Westlake originally planned this to be Parker vehicle, but having constructed the plot concluded it was too comedic for Parker’s established tone, and he ended up with a new protagonist, John Dortmunder, just out of jail and already looking for his next job. Westlake rapidly sucks you into his novels, and this seduces from the start with the observation that a seasoned thief always looks for a car with MD plates as doctors tend to leave their keys in the car. The title refers to an emerald, historically the provenance of one African tribe, but now owned by another, but its display in New York affords an opportunity. Dortmunder is hired to put a team together.

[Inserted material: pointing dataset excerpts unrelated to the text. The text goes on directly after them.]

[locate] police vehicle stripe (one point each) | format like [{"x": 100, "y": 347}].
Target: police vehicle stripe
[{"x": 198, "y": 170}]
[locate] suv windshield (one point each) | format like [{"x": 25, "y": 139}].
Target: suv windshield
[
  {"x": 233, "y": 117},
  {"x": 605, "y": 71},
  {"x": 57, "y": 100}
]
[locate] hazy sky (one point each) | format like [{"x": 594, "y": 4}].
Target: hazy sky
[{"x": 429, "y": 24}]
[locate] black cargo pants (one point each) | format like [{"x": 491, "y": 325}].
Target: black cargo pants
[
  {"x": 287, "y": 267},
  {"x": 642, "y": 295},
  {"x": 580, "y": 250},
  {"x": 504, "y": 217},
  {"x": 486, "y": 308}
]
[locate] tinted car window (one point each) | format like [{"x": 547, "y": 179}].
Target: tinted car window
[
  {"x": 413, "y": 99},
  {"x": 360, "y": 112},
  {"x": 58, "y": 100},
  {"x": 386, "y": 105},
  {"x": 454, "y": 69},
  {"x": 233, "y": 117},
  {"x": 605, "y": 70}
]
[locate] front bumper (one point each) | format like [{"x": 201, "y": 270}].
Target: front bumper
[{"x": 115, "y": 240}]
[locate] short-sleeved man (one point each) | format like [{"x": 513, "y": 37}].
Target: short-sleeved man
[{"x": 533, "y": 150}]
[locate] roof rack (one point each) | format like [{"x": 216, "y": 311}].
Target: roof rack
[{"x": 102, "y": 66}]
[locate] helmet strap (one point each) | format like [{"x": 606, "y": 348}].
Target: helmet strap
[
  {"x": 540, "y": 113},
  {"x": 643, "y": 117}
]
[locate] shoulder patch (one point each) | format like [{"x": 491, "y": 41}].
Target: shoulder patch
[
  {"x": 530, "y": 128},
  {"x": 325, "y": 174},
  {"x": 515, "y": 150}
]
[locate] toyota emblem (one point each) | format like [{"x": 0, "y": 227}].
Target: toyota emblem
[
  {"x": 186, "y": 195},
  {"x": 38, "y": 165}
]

As The Hot Rock continues it becomes apparent why this wouldn’t work as part of Parker’s more orderly world. To reveal exactly how would ruin some enjoyment for the new reader, so we won’t. Suffice to say that this features all the trickery and surprises you’d expect from Westlake along with a watertight plot and amusing asides, such as Dortmunder’s experience selling encyclopedias door to door to keep his probation officer happy. Lax picks his elements well, and as with the best adaptations, were you not told it was originally a novel, you’d not suspect.

It’s with the art that Lax falls down slightly. He’s technically a superb artist with an elegantly thin line and brilliant technique when it comes to facial features. That’s coupled with excellent period details and the ability to create a grimy world. Yet The Hot Rock is an extremely cinematic piece, featuring use of a steam train, a helicopter, and the causing of a panic in New York, and by keeping the focus tight in on the main cast Lax deliberately avoids the spectacular image time and again. This isn’t an artist being idle, as there’s no shortage of detail in the pages, but it’s a missed opportunity. The muted wash colour scheme he uses also fails to enliven and it frustrates as Lax isn’t doing his own art any favours.

The book however, is reasonably priced and a great read, just not as good as it might have been.